Anti-spam protection policy (scan2mail) false positives

Steel Contributor

Hi all, there seems to be a big change in the default anti-spam protection policy settings in Exchange Online. Since today a lot of our customer's emails (scan2mails) are suddenly filtered as SPAM.


SPF records and connectors for Office 365 SMTP relays are and were configured as recommended in the MS docs.


I escalated this issue today to Microsoft 365 support. I'll keep you all posted.

 

UPDATE 03/21/2023: I just had an MS Teams call with MS support and also shared the submission ID’s.

 

UPDATE 03/22/2023: MS support let me know that their engineering team could mitigated the issue. Please open a support request and pass them the tenant- and submission ID's.

 

UPDATE 03/22/2023: Some users' email messages are unexpectedly delivered to the Junk Email folder or quarantined in Exchange Online (ID: EX530821) - Status: Service Restored.

8 Replies

@MathieuVandenHautte 

Any change from your side say EOP, security and compliance setting?

May dig our some sample Email to perform message trace to learn more about your case

 

We are also seeing a lot more false positives on multiple clients since a few days.
Please keep posting here if you find anything regarding changes.

@MathieuVandenHautte 

 

From a 15k seat tenant, graph for the last week attached.

Hi Bemaxlala, MS support let me know that their engineering team could mitigated the issue. Please open a support request and pass them the tenant- and submission ID's.

@MathieuVandenHautte 

 

Problem appears to be slackening.

 

Submission verdicts all come back "Not spam. Should not have been blocked."

 

Nothing relevant in Service Health indicating there was a problem.

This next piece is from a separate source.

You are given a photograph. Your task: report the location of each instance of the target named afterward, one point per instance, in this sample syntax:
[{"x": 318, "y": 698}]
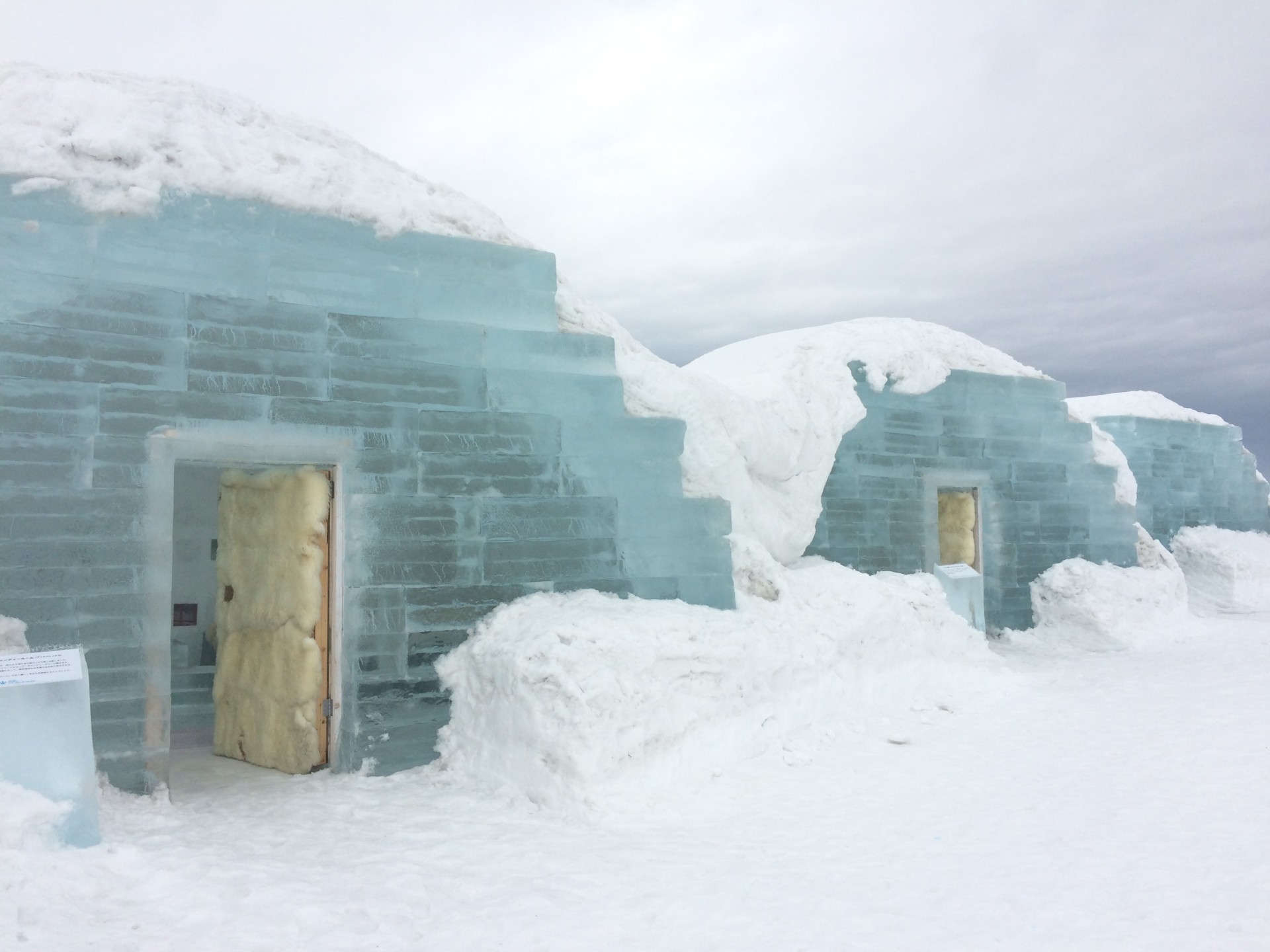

EX530821: Exchange Online Service Health Notification

Some users' email messages are unexpectedly delivered to the Junk Email folder or quarantined in Exchange Online

Final status: We’ve determined that a recent update to optimize the detection proficiency of potential spam prior to delivery caused some legitimate messages to be incorrectly flagged and delivered to the Junk Email folder or quarantined in Exchange Online. We’ve published an update to our detection systems to address this issue and confirmed via telemetry that that the issue is resolved.

Like @ExMSW4319 above, we have a similar looking report:

Mrbendo_0-1680046756175.png

Its rather galling to have support tell us that nothing has changed.  Clearly something has changed.  Fortunately on this post, there has been communication thru @MathieuVandenHautte that there is an issue with emails being misidentified.  I even saw a post that said someone at Microsoft acknowledged that spammers had found a way to circumvent some of the spam filtering and this was the cause in the uptick.  Its unfortunate that Microsoft can't admit this is the case on their health status notifications.  Our company has tech savy bosses who know tro look for these health alerts.  When these issues are properly identified and noted in posts, the burden falls on our staff for explaining whats happening.  Our staff gets hung out to dry because MS refuses to acknowledge the issue.  MS needs to know this approach to minimizing reported outages is not popular and a terrible way to treat their extended support family!

I am having this issue with 1 client at this time. started yesterday. checking all other clients to see who's affected.